The amount of attempted email attacks we receive on a daily basis is immense. You never really realize it until a system like Darktrace gives you full insight into your inbox and shows you the full extent of what it’s keeping out.
At a glance:
Self-Learning AI protects Microsoft Azure environment
Protects endpoint devices for a hybrid workforce
Antigena Email stops impersonation attacks
Self-Learning AI in the Cloud
Before Darktrace, Big Bazar relied heavily on native cloud security. While this proved sufficient for stopping many 'known' attacks, it became clear that Big Bazar would still be vulnerable to attackers using sophisticated, novel techniques. Ransomware was a key concern, with numerous stories emerging of other major retailers falling victim to devastating attacks.
Big Bazar's IT Manager, Evert Zaal was increasingly worried by the lack of visibility he had over a widening digital environment. "We became a bigger target for attackers with the introduction of email and a cloud-based portal for our stores," he explains, "Microsoft Defender gave us good level of protection from known viruses, but we felt we needed an extra layer of defense with AI.
Darktrace protects the entire Microsoft product suite, including the data centers hosted in Azure which Evert and the team at Big Bazar rely upon to sustain their retail chain's online presence. Its easy integration with Microsoft Defender allows Darktrace to share data with Big Bazar's existing security tools and elevate their threat detection and investigation efforts with Self-Learning AI.
Protecting the Inbox with Antigena Email
Prior to Big Bazar's adoption of Darktrace, the potential for a serious cyber-attack wasn't simply theoretical. They were the target of numerous impersonation emails circumventing rules-based security tools and reaching company Directors. Once Evert had employed Darktrace's Antigena Email and it began detecting the most sophisticated and well-disguised of these impersonation emails, however, he realized the problem had been even worse than he thought: "The amount of attempted email attacks we receive on a daily basis is immense. You never really realize it until a system like Darktrace gives you full insight into your inbox and shows you the full extent of what it's keeping out."
When attackers impersonate or even hijack email addresses which are trusted by an organization, they become incredibly difficult for rules-based security to spot. Antigena Email uses its deep understanding of a user's normal behavior to detect when these account takeovers have taken place and keep malicious mail out of the inbox.

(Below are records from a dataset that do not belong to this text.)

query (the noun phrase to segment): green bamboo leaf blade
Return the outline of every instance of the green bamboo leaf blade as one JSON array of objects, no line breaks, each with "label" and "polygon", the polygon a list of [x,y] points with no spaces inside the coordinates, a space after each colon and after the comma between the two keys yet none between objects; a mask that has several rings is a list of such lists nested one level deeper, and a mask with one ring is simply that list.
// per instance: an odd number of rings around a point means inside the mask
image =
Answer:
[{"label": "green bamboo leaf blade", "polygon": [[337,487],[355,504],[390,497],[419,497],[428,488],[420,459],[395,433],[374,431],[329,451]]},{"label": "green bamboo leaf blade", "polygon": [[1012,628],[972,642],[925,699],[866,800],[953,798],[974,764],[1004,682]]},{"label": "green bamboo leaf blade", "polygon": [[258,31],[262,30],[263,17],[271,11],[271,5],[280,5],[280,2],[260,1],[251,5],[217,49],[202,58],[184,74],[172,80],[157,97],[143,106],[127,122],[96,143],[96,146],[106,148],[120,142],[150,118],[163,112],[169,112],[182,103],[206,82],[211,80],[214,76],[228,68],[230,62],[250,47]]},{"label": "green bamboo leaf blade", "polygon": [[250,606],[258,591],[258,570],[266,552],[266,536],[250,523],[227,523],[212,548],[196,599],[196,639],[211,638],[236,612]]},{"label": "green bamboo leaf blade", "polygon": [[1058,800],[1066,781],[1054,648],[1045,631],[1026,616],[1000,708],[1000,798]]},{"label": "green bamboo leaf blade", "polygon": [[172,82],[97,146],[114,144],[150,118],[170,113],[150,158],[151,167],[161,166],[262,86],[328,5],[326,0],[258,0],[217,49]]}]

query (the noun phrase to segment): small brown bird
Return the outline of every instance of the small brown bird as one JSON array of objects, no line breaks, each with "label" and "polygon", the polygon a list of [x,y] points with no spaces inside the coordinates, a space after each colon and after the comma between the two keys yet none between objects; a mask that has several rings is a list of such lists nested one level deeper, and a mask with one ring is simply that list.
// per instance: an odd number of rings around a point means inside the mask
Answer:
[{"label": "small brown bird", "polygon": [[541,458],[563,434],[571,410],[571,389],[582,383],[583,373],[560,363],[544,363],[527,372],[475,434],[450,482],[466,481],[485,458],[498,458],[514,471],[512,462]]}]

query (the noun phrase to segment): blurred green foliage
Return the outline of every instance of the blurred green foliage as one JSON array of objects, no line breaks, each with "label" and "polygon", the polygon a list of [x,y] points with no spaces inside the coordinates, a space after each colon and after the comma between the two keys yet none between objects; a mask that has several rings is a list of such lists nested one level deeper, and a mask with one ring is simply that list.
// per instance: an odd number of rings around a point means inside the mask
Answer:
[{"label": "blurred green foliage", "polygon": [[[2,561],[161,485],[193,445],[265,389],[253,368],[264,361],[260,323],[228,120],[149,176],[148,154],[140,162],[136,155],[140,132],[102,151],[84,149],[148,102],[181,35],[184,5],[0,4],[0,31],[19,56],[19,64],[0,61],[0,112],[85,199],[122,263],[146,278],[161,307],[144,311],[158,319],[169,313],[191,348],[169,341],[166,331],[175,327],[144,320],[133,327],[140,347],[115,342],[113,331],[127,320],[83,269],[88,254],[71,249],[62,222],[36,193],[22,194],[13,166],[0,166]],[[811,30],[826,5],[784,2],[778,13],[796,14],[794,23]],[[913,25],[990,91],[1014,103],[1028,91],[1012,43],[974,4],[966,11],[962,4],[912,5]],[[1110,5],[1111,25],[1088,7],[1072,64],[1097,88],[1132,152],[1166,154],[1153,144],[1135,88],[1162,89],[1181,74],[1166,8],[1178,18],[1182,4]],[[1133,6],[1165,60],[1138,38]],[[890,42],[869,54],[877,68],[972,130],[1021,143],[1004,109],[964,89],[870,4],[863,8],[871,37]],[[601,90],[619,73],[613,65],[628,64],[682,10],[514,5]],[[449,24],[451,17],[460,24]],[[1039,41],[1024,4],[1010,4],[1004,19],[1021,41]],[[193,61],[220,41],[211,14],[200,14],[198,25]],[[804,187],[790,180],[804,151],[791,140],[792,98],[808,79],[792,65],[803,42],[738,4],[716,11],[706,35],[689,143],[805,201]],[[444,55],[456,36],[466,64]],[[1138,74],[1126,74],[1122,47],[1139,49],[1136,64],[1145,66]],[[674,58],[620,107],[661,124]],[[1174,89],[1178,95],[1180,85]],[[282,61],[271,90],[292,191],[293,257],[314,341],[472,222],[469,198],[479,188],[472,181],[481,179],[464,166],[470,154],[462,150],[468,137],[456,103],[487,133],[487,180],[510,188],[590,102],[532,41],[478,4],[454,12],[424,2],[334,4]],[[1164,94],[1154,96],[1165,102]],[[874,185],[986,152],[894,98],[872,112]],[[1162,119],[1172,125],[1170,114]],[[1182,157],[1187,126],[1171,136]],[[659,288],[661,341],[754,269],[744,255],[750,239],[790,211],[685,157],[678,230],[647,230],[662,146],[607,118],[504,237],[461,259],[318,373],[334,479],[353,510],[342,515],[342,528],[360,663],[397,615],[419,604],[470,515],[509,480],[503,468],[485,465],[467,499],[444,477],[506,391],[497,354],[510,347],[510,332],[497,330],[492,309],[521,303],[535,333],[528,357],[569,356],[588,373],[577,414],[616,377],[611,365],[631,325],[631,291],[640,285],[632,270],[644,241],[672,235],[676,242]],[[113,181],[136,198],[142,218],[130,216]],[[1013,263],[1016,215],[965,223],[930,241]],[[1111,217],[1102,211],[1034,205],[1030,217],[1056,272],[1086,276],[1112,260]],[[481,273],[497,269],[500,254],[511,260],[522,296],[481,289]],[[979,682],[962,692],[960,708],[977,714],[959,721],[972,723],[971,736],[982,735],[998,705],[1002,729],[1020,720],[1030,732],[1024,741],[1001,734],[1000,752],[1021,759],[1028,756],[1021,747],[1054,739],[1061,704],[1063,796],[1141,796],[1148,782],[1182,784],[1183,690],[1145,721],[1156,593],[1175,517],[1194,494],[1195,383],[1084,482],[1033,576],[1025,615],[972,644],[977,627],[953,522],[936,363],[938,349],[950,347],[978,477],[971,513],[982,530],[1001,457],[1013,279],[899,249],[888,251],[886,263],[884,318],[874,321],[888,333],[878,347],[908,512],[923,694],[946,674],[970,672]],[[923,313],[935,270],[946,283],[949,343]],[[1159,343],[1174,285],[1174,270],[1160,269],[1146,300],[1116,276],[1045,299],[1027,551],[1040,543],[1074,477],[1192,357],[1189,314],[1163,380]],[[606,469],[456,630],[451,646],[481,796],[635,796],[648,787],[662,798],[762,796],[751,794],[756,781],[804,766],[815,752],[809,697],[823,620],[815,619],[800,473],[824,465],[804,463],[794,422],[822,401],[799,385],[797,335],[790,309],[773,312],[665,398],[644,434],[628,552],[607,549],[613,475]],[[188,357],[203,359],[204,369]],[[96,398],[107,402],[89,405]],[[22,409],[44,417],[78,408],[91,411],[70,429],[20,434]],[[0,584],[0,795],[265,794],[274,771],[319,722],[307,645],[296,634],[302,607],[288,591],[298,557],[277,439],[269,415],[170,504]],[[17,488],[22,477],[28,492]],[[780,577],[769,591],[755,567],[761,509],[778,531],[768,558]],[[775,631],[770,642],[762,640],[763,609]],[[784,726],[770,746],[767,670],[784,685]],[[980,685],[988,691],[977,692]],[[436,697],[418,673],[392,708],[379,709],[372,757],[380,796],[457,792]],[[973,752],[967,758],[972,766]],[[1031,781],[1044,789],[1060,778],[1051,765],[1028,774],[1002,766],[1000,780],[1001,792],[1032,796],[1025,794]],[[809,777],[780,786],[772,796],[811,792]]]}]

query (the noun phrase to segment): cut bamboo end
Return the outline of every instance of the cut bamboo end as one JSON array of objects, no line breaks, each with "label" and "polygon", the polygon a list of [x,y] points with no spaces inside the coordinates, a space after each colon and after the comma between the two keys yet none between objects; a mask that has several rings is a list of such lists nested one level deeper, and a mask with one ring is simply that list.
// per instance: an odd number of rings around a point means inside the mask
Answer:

With the same self-learning approach operating across its cloud, email and endpoints, the security team's workflow is simplified, and attacks that span across different areas of the digital estate are stopped at every turn. "The effects were immediate," Evert recalls, "within one week of Darktrace going live, the impersonation attacks constantly targeting my CEO had disappeared, and we had stopped several threats on our network."
Extending Darktrace Coverage to the Endpoint
As Big Bazar adapted to hybrid working, the security team quickly recognized the value of extending Darktrace's coverage to remote endpoints. Self-Learning AI uses its unique understanding of each user and device to spot subtle behavioral shifts which might indicate emerging threats.
Antigena Endpoint then takes targeted action to neutralize serious attacks within seconds, without the need for human intervention.
Evert was concerned that employees accessing corporate devices for personal use might unknowingly become insider threats and allow an attack through: "The biggest threat is and always will be the end-user. But with Antigena Endpoint, we now have far more insight into device and user behavior, and are protected with a 24/7 response." The autonomous action taken against malicious behavior on these devices is precise and proportionate, meaning normal business activity continues undisrupted as threats are stopped.